The emergence of digital imaging technologies have redefined the scenario with dermoscopy as the most relevant non-surveillance magnification method of cutaneous structures (32). Dermoscopy complements the evaluation of lesions through the increase in visual resolution (33). However, the manual interpretation is slow to die off, retaining its labor-interest nature, and the tendency to produce accidental errors. This has brought about an interest in increasing the technology of computer-aided diagnostic (CAD) system as a potential solution.

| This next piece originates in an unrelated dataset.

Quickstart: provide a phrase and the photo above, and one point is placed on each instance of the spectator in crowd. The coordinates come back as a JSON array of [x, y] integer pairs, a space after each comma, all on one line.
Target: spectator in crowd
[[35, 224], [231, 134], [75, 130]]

The modern advancements of machine learning (and deep learning specifically) have highlighted the possibility of the effective automation of the process of evaluating skin lesions. The use of convolutional neural networks (CNNs) has become the leading approach to the analysis of images in dermatology (34). They are AI-based tools as well, which aim to reduce clinician diagnostic workload, and more importantly improve accuracy with regards to timely melanoma and skin cancer detectives. Empirical evidence, however, indicates that a number of fundamental problems remain such as the need to deal with the issue of class imbalance, issue of model transparency and issue of high generalizability among varying skin conditions. These challenges are vital to success in implementing such systems to the extent of making them reliable and clinically relevant. The following gives an account of recent research studies concerning skin lesions like,

In the current research (35), two convolutional neural networks are studied, namely DenseNet −201 and Inception -V3, and how they can be used to classify cutaneous malignancies. The study was conducted in 2024 and based on the ISIC 2019 archive that includes 25, 331 dermoscopic images, divided into 60, 20, and 20 percent training, validation and testing, respectively. DenseNet-201 was able to achieve general accuracy of 84.3 and Inception V3 hit 81.5. Similar to the efficacy of deep-learning methods to detect skin-lesions, these findings only indicate the fact that the platform still faces significant challenges (including issues of class discrepancy and larger, more thoroughly annotated datasets).

In this study (36), the authors proposed anti-aliasing convolutional neural network (AA -CNN) architecture to supplement classification performance in dermoscopic image, in their 2023 study. The model was assessed in 2022 on the ISIC 2018 archive of 10,015 training and 1,512 test images of seven different categories of skin -lesion. The AA-CNN had an average accuracy and area under receiver operating characteristic of 88.87 and 0.945, respectively, as compared to traditional baseline CNNs. Though the authors do emphasize the benefits of including the use of anti-aliasing filters in order to ensure model robustness, they also note constraints in the matter of generalizability and the complex nature of real-world clinical data.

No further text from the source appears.